Each actual dialog line starts with the bytes 0x08 0x03 and ends with 0x00 0x00, except for the first line of each file that doesn't have anything special to indicate the beginning.
That's a bit odd. Each file, when decompressed, starts with a shift-jis dialogue line that ends with 0x00 0x00 but doesn't start with an opcode? You're certain? There -should- be the usual opcode there plus an opcode before it to set portraits/etc if needed (pretty much any plot dialogue) in a typical system like this. Perhaps it simply starts with a DIFFERENT opcode?
EDIT: Further findings:
Did some googling on the GBA's brand of LZ, apparently the first byte is 0x10 signature, then 3 little-endian bytes for the uncompressed size (10EEh/4334d in this case,) which is consistant with your file offset; there's another small block right before it at 17bcb0c too which looks to have 'compressed' to larger than the actual data inside it, and I'm guessing the next blocks are 17BD14C (3A2Eh/14894d), 17BE5EC (ED2h/3794d) and 17BEAAC (229Ch/8860d), right? Do you know what's up with the "PSI3" that seems to end up coming a couple bytes later? Looks like more header but without digging out some source code I can't be sure yet. The byte in between might be a bitflag or something if the header is indeed more than 4 bytes. Anything else in the header COULD matter for resizing, or it might not... have to find out what it is to be sure.
Either way, it seems clear: The only size that's stored is probably the uncompressed size, and it's right there in the header; looks like this is a variant of LZ with no end-marker in the stream too, and sliding-dictionary only. To get the compressed size to see if you're over available space or not, you're going to have to keep track of it as you (de)compress.
There any particular reason your site seems to have the files in no particular order? It looks like actually finding the dialogue for 17bcb2c on it would be a matter of looking through all the pages by hand...? How would I find it to see what I'm looking at?
Also, it's possible they take the first line's print opcode as implied and put the first portrait/etc after, maybe, though I have to wonder if there's something funky going on there in the case of plot dialogue that starts with character movement instead of a print. Stuff like the first PC-Murno scene would have to have opcodes in there for the relevant animations, presumably.

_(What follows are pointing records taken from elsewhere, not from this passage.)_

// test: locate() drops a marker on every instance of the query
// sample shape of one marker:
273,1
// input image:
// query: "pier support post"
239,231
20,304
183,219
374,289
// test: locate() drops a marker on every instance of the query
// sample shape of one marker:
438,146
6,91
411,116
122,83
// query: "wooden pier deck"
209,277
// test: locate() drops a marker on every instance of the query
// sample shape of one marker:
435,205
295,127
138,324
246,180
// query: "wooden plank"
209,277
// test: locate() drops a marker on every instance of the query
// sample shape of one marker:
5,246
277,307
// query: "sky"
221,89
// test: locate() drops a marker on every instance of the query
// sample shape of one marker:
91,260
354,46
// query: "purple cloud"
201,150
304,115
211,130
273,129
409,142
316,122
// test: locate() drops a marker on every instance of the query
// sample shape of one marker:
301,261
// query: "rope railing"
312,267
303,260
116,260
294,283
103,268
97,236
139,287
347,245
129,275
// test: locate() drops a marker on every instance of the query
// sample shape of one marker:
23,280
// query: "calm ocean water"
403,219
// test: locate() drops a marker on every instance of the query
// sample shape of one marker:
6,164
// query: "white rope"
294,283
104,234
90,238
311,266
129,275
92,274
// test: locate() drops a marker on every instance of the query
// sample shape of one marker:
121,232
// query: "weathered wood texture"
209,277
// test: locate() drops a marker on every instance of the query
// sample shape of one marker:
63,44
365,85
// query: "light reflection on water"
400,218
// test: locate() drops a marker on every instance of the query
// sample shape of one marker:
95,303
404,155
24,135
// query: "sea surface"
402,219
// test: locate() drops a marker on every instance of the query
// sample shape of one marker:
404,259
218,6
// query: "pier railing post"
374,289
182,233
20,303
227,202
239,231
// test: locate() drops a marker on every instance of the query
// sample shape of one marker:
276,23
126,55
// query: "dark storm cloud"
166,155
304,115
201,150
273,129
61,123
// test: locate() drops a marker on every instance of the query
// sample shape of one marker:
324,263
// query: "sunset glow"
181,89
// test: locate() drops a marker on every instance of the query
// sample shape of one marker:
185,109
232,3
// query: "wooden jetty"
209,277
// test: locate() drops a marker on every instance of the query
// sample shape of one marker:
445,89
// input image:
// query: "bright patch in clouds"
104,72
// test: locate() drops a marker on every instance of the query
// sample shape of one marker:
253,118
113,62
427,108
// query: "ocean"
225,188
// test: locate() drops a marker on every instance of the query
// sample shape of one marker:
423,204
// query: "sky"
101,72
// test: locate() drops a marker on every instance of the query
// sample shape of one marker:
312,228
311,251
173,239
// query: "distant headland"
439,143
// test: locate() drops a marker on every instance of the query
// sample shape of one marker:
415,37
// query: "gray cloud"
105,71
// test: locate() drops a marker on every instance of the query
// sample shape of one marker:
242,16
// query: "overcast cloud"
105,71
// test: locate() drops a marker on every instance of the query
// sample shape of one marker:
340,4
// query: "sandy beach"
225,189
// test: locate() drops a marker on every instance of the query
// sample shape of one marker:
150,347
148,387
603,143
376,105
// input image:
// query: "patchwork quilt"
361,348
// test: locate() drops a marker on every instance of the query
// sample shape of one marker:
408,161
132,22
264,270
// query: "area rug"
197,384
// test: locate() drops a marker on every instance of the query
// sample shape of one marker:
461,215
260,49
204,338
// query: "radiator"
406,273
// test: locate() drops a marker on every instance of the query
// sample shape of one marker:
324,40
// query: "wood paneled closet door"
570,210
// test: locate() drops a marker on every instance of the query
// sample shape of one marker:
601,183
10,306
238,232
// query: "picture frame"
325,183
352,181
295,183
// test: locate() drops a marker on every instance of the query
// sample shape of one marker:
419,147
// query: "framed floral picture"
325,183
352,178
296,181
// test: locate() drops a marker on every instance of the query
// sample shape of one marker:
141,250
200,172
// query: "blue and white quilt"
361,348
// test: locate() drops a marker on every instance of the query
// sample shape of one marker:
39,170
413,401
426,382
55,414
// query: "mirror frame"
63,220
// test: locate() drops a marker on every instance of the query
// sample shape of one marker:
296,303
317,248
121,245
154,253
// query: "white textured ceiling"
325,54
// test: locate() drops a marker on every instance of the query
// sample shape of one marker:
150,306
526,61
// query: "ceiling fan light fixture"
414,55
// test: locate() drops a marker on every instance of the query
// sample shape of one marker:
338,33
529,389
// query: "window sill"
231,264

Using VBA's memory viewer, I was able to confirm that 'first' block gets loaded at 0x097BCB2C in memory, which if the above is correct, means next block at 0x097BD14C, compressed size of the 2C block: probably 620h, including header; pretty good compression, but quite believable. It's also looking oddly like headers are always 16-byte (or possibly even 32-byte) aligned with a 12-byte offset, which may mean something (either they want the bit after the first 4 bytes paragraph-aligned, or there may be 12 or 28 more bytes of header before each block.
Figuring the remaining details out may help with figuring out where they stashed the pointers to these things, since we need to know which exact byte they're going to be pointing TO.
A link to some good clean C source code that handles the relevant decompression would be really nice if you have anything like that, BTW.